A autonomia política este ano de 2024 perfez cinquenta anos de idade; em 2026 a Região Autónoma perfará, por sua vez, o seu meio século. Meio século… uma eternidade!
É forçoso que os líderes dos partidos do arco governativo, o PSD-A e o PS-A que têm cerca de setenta por cento do eleitorado, comecem a preparar o futuro já para hoje. Não é crível que fiquemos mais meio século assim como estamos. O meio século passado fez sentido e ainda faz algum sentido porque foi uma novidade, porque com o sistema autonómico transformamos o “Estado unitário” em “Estado unitário regional”, porque foi natural receber as atribuições e serviços e manter idêntico modelo sem aprofundamento e adaptação ao arquipélago e à modernidade política; mas já não faz sentido; de modo algum.

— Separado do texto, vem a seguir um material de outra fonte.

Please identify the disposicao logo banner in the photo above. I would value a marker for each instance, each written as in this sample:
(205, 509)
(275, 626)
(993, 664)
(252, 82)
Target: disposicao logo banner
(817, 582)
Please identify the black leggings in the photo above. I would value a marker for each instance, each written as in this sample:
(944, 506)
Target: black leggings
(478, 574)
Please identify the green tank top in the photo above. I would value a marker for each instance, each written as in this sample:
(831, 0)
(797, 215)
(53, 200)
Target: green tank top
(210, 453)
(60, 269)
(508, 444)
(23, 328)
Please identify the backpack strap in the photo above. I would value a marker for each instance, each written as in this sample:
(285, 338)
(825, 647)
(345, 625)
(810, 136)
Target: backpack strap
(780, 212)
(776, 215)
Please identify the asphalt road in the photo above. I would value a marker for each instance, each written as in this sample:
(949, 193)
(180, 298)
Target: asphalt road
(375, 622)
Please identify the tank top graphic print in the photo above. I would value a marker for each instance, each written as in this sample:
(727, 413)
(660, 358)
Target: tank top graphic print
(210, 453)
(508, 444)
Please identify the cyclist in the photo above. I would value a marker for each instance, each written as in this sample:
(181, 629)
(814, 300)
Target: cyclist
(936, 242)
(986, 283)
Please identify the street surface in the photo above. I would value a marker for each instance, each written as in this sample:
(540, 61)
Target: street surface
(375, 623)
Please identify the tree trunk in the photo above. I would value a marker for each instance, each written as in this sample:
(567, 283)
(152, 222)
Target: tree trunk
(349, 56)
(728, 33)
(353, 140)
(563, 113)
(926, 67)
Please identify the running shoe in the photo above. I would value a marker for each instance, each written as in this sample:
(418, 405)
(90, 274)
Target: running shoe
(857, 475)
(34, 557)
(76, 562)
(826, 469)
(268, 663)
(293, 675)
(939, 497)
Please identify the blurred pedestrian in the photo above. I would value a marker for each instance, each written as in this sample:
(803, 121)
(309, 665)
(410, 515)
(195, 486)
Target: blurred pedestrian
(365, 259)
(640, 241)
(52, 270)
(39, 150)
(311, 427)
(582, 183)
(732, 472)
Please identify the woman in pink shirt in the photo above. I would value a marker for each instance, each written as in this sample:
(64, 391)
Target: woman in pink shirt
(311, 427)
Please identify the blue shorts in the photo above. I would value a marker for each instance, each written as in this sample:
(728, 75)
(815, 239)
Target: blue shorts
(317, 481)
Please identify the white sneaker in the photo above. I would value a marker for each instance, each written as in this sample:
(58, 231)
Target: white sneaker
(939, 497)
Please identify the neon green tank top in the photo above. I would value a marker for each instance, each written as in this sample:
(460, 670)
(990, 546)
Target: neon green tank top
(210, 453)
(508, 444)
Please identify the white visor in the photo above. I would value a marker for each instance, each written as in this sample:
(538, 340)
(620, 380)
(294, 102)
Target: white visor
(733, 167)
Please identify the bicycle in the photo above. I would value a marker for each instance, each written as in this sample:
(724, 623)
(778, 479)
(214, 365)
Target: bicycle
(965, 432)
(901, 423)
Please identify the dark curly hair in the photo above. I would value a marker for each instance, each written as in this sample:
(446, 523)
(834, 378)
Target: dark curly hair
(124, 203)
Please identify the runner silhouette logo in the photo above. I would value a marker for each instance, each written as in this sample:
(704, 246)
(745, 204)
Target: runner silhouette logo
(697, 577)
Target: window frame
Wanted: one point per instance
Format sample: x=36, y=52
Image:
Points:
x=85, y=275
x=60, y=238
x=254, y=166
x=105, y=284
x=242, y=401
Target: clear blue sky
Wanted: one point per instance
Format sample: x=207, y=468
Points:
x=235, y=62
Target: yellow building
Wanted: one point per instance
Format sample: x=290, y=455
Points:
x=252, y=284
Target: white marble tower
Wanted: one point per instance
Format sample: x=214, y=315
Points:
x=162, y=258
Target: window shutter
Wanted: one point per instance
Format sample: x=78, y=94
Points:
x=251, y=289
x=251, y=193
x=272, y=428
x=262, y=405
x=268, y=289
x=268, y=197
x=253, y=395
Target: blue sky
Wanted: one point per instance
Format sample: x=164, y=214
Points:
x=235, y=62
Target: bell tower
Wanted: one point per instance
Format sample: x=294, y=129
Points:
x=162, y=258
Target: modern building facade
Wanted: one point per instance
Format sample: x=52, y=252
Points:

Já hoje não é aceitável três pontos autonómicos, três matrizes essenciais para a sobrevivência do sistema autonómico, e que são os seguintes:
Primeira matriz necessária: o sistema de governo autonómico não permite fiscalização política governativa. Isso, além de não ser aceitável em democracia, viola a Constituição: o poder legislativo autonómico, idêntico ao do Estado, em regular direitos, liberdades e garantias, não pode deixar de possuir balizas democráticas. A mais simples, a mais utilizada, a mais credenciada – é a~fiscalização política governativa que não existe no sistema autonómico. Enquanto a Região Autónoma mantiver essa tessitura constitucional inconstitucional – nunca teremos liberdade e progresso político.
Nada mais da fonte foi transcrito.